Ok, my guess was wrong, but that solution does use the momentum argument.
The author considers an element mass dm going from stationary to moving at speed v0 in time dt.
Since the upper rope is moving at speed v0, in time dt it moves to the right v0dt. But that only advances its left hand end by v0dt/2, so dm= λv0dt/2. That's where the v0/2 comes from.
Since that dm went from 0 to v0, its momentum increase was λv02/2 dt. Hence Fdt=λv02/2 dt, so F=λv02/2.
However, if we assume work is conserved we get F=λv02/4. I'll leave it to you to see how.
So which is right?
It's always risky assuming work is conserved, and one can see ways in which losses occur in this set-up. But to lose half the work?
It turns out the momentum argument is flawed. It assumes the length of rope on the table exerts no force on the rising element; but that is surely false. The rising segment has to rotate about its lower end.

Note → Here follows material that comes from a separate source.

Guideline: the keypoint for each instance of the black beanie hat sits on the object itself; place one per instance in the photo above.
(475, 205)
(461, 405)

If you push one end of a stick lying on a smooth surface at right angles to the stick its centre of rotation is not the other end of the stick, but a point somewhere between there and the middle of the stick. For it to rotate about the end, you need a bit of a push on that end too.
We can deduce that the resting section of rope must exert some tension on the rising element, thereby assisting F.
On balance, I would say option (4) is closer to the truth than option (3).